[Date Prev][Date Next][Thread Prev][Thread Next][Date Index][Thread Index]

Re: [HTCondor-users] condor_defrag only some machines?



On Thu, Jan 12, 2017 at 3:16 PM, Michael Pelletier
<Michael.V.Pelletier@xxxxxxxxxxxx> wrote:
> The ExpectedMachineGracefulDrainingBadput is an estimate of how much work will be lost when the jobs running on that machine are evicted. When a machine is drained, the jobs are instructed to gracefully evict, which means they are sent a TERM signal (by default) and allowed up to the MaxJobRetirementTime (default of zero) to shut down before being kill -9'd.
>
> A machine with 10 jobs which have accumulated 30 minutes each, if evicted, will have a minimum of 300 minutes of badput, while a machine with 1 job with 60 minutes of runtime will have 60 minutes of badput if evicted, so it will be chosen for draining ahead of the first machine.

thanks, that makes sense.  what i was missing was the correlation that
the lower the number the more likely a node is to get drained.  this
probably explains why i'm getting sets of nodes constantly
re-draining.  we have a very diverse set of jobs in the pool right
now, so some of them must just be churning every 15-20 mins while
others are taking hours

> Have you taken a look at pslot preemption? I wonder if that might be more useful for your situation than defragmenting. It seems like that might give you more control over when a whole-machine job can evict the single-core jobs, and avoid any draining at all if there are no whole-machine jobs waiting to run.
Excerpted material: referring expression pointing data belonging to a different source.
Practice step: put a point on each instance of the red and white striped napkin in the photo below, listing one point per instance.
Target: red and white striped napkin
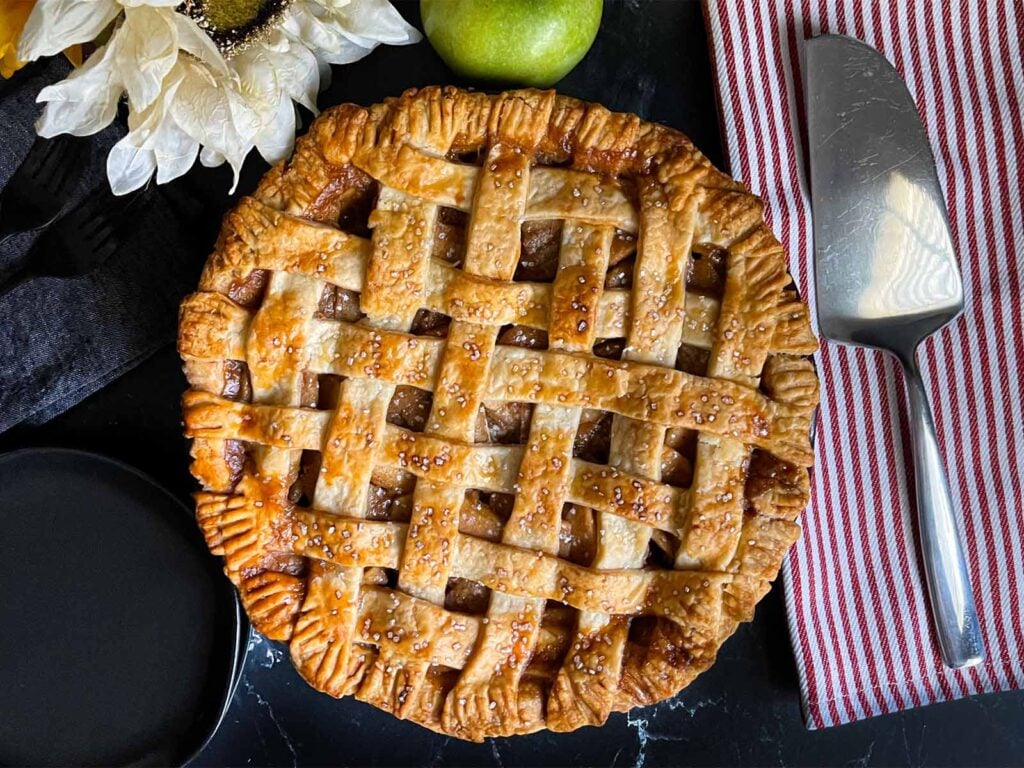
(858, 615)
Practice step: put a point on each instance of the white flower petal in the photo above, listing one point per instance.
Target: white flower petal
(211, 159)
(374, 20)
(129, 167)
(175, 152)
(86, 101)
(54, 25)
(274, 142)
(296, 70)
(146, 50)
(216, 116)
(195, 41)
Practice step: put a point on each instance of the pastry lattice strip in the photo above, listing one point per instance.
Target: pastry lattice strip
(336, 640)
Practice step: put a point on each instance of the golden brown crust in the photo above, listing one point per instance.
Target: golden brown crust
(289, 411)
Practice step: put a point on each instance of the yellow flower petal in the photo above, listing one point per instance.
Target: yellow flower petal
(13, 14)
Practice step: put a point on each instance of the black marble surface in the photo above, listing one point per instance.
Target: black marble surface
(650, 57)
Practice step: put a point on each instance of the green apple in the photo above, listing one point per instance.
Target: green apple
(523, 42)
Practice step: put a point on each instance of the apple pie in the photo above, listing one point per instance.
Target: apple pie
(501, 406)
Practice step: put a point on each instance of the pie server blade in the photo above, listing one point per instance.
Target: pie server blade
(887, 276)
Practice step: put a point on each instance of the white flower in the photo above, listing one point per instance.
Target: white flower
(184, 96)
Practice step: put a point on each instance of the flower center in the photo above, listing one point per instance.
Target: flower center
(235, 25)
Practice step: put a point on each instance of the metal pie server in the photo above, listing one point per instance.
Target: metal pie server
(887, 275)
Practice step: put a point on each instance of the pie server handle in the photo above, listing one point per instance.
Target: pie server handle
(953, 610)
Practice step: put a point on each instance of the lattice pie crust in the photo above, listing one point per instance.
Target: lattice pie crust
(501, 409)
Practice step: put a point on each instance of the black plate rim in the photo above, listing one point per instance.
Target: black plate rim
(242, 629)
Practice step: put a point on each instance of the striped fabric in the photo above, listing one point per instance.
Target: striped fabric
(855, 597)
i've not.  we turned off all preemption sometime ago because it was
wreaking havoc with our users.  condor was fine, but the users were
getting very displeased to see their jobs preempted like 2 mins before
the job was to finish.  i'm sure there's probably some tweaking and
user training that might correct this, but i'm not sure i can stomach
that again

> Also, make sure that you're doing a depth-first fill of the machines for the single-core jobs, which may give the whole-machine jobs a better fighting chance; and make sure your job_lease_duration is set to something reasonable - the default is 40 minutes, but I usually use 20 (it depends on the characteristics of your jobs).

we're currently filling slots over machines, so slot1 on all machines,
then slot2 on all machines, then slot3 on all machines, by way of a
custom RANK setting.  we did this to level out the power/cooling
consumption in the data center across all the machines (which works
nicely), but i'm guessing this is probably not ideal given my current
situation